Mandy covered her Barbies with a fuzzed-out patchwork quilt I made for my older daughter 20 years ago. I thought about what has come and gone in my life since the time I made that quilt. A husband. A child. Two homes. Things seem discouraging now, but this too shall pass.
If hell does freeze over (and NOW I believe that’s possible), Spokane will be prepared. When the electrical transformers went out, the spiritual transformers kicked in. Everywhere I looked, the storm generated enough love that one Bible saying became visibly true: Love endures all things.
I had pretty much forgotten that this is Thanksgiving week. At that first Thanksgiving, the only way people survived was through interdependence. We sometimes forget that now in our hurried and separate lives. This storm helped us remember.
Just now, as I was contemplating the logistics of roasting a turkey over a campstove and baking pies over snoozing cats, a miracle happened. There was light! My neighbor swears she is responsible. She went out and bought a caseload of candles. Damn. Wish I’d thought of that!
As I was jumping around the kitchen screaming with joy, the light suddenly went out. The look on my face frightened a confession out of Mandy. “Mom, I just wanted to surprise you,” she said. It’s astonishing how fast children move when they are motivated.
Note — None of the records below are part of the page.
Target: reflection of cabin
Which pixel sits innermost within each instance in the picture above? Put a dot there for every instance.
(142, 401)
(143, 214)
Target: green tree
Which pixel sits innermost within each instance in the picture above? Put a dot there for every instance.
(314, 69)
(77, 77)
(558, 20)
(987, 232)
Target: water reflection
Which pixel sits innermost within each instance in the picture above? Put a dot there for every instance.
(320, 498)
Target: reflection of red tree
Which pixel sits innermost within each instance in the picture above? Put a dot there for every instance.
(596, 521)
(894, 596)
All I could see was a blur as she dashed out the door.
Hart, 43, is a Spokane single mom.
Shelter on the move
By Gleyn Bledsoe Special to The Spokesman-Review
Stay or go. For hours, that was the dilemma. We had just 24 people left at the Libby Center shelter. More and more people were getting electricity and leaving us.
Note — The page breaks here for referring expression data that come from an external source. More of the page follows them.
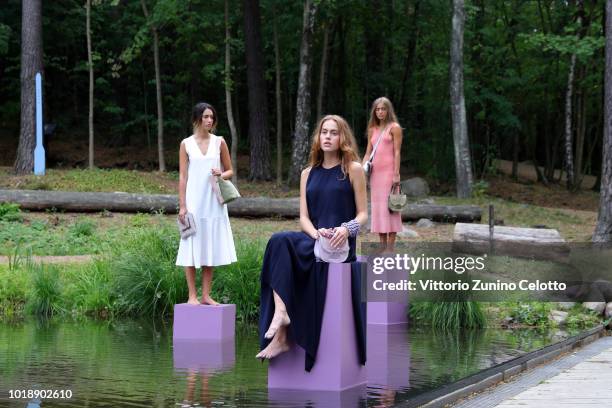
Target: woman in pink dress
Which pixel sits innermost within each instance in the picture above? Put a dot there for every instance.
(385, 170)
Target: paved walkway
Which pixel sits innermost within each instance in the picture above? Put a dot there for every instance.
(581, 379)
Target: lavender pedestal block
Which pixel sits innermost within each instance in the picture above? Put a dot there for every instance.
(337, 366)
(309, 398)
(203, 356)
(204, 322)
(385, 312)
(388, 364)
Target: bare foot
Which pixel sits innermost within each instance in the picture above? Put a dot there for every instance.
(274, 349)
(280, 318)
(207, 300)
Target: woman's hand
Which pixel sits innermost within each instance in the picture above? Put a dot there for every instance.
(182, 214)
(325, 232)
(340, 236)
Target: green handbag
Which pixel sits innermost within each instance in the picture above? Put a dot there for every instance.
(227, 190)
(397, 201)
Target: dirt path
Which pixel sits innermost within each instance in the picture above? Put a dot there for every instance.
(527, 171)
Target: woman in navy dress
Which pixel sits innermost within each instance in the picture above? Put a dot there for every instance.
(293, 284)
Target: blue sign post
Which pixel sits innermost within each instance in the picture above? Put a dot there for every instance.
(39, 151)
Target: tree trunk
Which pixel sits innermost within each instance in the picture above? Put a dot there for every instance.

And so the big question: Where do the rest go? I personally wanted us to either go to the shelter at the convention center or find a church. I was prepared to walk around the neighborhood, knock on church doors, and ask for shelter space. But the decision was not mine to make.
This school belongs to the school district, and they’ve been great. Their janitors have been here cleaning 24 hours a day, but school’s starting up, they need the space.
People are edgy all around me. I’ve been asked 100 times the same question: “When will my power be back on?” They know I don’t know the answer, but they ask me anyway. It’s a nervous thing. They see me as an authority figure here, but I don’t have the answers. Or the power. Some also ask my permission when they want to leave the building. They don’t need permission.
I’ve been trained to deal with this. And with my military experience, I’m used to the adage: “Hurry up and wait.”
The only thing that frustrates me are the weather reports. One night last week, they said expect 6 to 8 inches. I walked out in the middle of the night and saw stars. So much for the weather reports.
At least one thing got resolved. By the end of the day, we did move - to United Methodist Church.
Bledsoe, 32, is a Red Cross shelter manager.